Capture of a single molecule in a nanocavity.

作者信息

Gu L Q, Cheley S, Bayley H

机构信息

Department of Medical Biochemistry and Genetics, Texas A&M University System Health Science Center, College Station, TX 77843, USA.

出版信息

Science. 2001 Jan 26;291(5504):636-40. doi: 10.1126/science.291.5504.636.

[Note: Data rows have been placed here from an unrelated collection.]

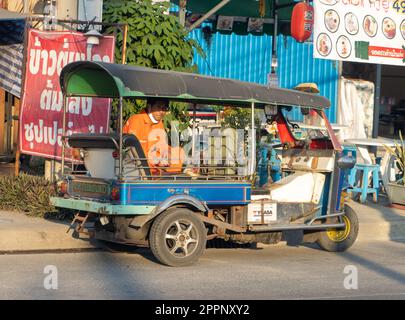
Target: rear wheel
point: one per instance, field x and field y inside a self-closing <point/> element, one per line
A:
<point x="178" y="237"/>
<point x="337" y="240"/>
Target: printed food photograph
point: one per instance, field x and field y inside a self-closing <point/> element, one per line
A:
<point x="343" y="47"/>
<point x="323" y="44"/>
<point x="351" y="23"/>
<point x="388" y="28"/>
<point x="332" y="20"/>
<point x="370" y="26"/>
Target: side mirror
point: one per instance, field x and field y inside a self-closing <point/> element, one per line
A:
<point x="346" y="162"/>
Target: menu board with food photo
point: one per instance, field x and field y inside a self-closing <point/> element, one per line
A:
<point x="371" y="31"/>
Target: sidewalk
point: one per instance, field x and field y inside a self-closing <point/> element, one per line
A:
<point x="19" y="232"/>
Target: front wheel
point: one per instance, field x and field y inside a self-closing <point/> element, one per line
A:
<point x="177" y="237"/>
<point x="337" y="240"/>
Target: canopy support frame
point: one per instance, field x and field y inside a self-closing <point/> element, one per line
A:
<point x="208" y="14"/>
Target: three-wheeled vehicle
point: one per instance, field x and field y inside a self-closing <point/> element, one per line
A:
<point x="175" y="214"/>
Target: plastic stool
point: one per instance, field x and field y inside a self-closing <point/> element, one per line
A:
<point x="364" y="188"/>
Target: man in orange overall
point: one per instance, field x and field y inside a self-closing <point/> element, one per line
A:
<point x="148" y="127"/>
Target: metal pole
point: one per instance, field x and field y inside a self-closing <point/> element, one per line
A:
<point x="120" y="151"/>
<point x="274" y="42"/>
<point x="63" y="132"/>
<point x="253" y="139"/>
<point x="124" y="44"/>
<point x="376" y="113"/>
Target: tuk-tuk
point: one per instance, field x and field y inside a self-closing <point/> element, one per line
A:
<point x="175" y="214"/>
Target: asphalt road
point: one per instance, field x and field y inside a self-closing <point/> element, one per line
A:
<point x="273" y="272"/>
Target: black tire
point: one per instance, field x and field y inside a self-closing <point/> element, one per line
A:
<point x="188" y="244"/>
<point x="341" y="240"/>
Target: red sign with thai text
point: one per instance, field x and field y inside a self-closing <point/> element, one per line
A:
<point x="42" y="102"/>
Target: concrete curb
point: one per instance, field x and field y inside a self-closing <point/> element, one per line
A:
<point x="19" y="232"/>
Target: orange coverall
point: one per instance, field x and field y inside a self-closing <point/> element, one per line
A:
<point x="153" y="139"/>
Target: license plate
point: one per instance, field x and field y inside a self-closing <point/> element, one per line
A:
<point x="90" y="187"/>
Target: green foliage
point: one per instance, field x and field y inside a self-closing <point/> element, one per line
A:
<point x="155" y="40"/>
<point x="26" y="193"/>
<point x="398" y="152"/>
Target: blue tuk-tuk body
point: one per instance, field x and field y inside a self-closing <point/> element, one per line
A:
<point x="175" y="214"/>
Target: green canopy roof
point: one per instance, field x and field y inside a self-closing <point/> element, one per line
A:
<point x="99" y="79"/>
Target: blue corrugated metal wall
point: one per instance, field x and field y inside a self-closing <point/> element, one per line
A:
<point x="248" y="58"/>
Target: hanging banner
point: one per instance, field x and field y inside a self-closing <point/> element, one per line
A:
<point x="371" y="31"/>
<point x="42" y="103"/>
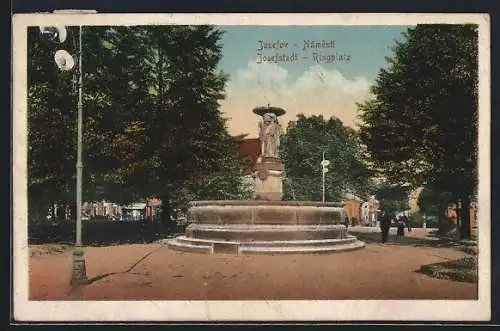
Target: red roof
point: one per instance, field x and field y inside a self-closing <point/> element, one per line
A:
<point x="249" y="149"/>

DOI:10.1126/science.291.5504.636
PMID:11158673
Abstract

We describe a heptameric protein pore that has been engineered to accommodate two different cyclodextrin adapters simultaneously within the lumen of a transmembrane beta barrel. The volume between the adapters is a cavity of approximately 4400 cubic angstroms. Analysis of single-channel recordings reveals that individual charged organic molecules can be pulled into the cavity by an electrical potential. Once trapped, an organic molecule shuttles back and forth between the adapters for hundreds of milliseconds. Such self-assembling nanostructures are of interest for the fabrication of multianalyte sensors and could provide a means to control chemical reactions.

摘要

我们描述了一种七聚体蛋白质孔道,它经过工程设计,能够在跨膜β桶的腔内同时容纳两种不同的环糊精适配体。适配体之间的空间是一个体积约为4400立方埃的腔。单通道记录分析表明,单个带电有机分子可通过电势被拉入腔内。一旦被捕获,有机分子会在适配体之间来回穿梭数百毫秒。这种自组装纳米结构对于制造多分析物传感器很有意义,并且可能提供一种控制化学反应的方法。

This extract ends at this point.